Implement a whitelist for WebSurface URLs

[peter-r-g]

For?

S&Box

What can't you do?

Currently, a WebSurface URL must follow the following rules:

• It uses the http(s) protocol.
• Does not resolve to a private IP.
• Host does not contain the following patterns:
  • *steampowered.com
  • *steamchina.com
  • *steamcommunity.com
  • *steamgames.com
  • *steamusercontent.com
  • *steamcontent.com
  • *steamstatic.com

This becomes a problem with IP grabbers and websites people probably don't want to visit. There will inevitably be kids playing the game and the possibility of sending them to something like a porn website without their input/consent is a bit concerning.

How would you like it to work?

This could be implemented as a global whitelist or a client consent project whitelist:

Global Whitelist: All URLs are blacklisted by default, FP will have a whitelist in S&box that they can manually add to like how the code access list works. People can make issues allowing additional websites and services.

Project Whitelist: A game creator fills out a section of project settings that defines what URLs they can use in the WebSurface. Once a client selects that game and there are URLs defined; S&box will display them with the option to continue or bail.

What have you tried?

Trusting creators to not do stupid things I guess.

Additional context

There is also the case of WebSockets but only the project whitelist method makes sense for them in my opinion. The focus of this issue is to prevent problems with WebSurface specifically.

[cashmen123]

Yeah this is pretty important. The potential for IP grabbers or directing people to porn is already bad. There's also the potential for sending users to fake login pages for various sites and tricking them to enter login details (especially when users can't see the URL for the site they are seeing). There should be plenty of public "trusted site" whitelists available on the web that can be used as a baseline, and can be cherry-picked so only specific services can be visited.

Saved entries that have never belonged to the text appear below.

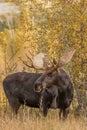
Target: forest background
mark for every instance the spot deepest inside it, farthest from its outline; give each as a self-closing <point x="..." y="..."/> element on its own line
<point x="50" y="26"/>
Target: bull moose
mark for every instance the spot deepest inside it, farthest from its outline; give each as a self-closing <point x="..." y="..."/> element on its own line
<point x="55" y="76"/>
<point x="56" y="90"/>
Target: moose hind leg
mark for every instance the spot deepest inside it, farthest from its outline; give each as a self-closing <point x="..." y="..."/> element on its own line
<point x="60" y="113"/>
<point x="15" y="104"/>
<point x="65" y="113"/>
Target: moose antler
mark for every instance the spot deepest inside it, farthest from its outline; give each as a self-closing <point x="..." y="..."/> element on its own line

I can understand the argument that a "global whitelist" that enforces over all games is potentially limiting, but even a project whitelist that users consent to can lead to pretty easy confusion tactics via similar URL's to make users believe it's a trusted site when it's not. There's not a whole lotta reason to allow servers to push users to sites that aren't already long-term established and vetted.

[handsomematt]

Very confused why games having your IP would be a bad thing, how do you think you would connect to and communicate with a server... ?

Don't really get the porn stuff either, you could easily have a pornographic texture in your game? ( In both cases your game would get reported and disabled on asset.party too )

Are there any actual reasons

[cashmen123]

Very confused why games having your IP would be a bad thing, how do you think you would connect to and communicate with a server... ?

Is this not a huge reason for using steam datagram relay? To connect to servers via steam ID's and hide the true IP of both the server and client? I would think FP would want to avoid easy ways to leak client/server IP addresses like simple IP grabbers through a web panel. Sure, a lot of games are probably gonna fuck it up and have clients directly connecting to backend infrastructure, but making it super easy to just pop a web panel of a funny picture or something while also grabbing their IP seems like a very easy thing to avoid via a whitelist.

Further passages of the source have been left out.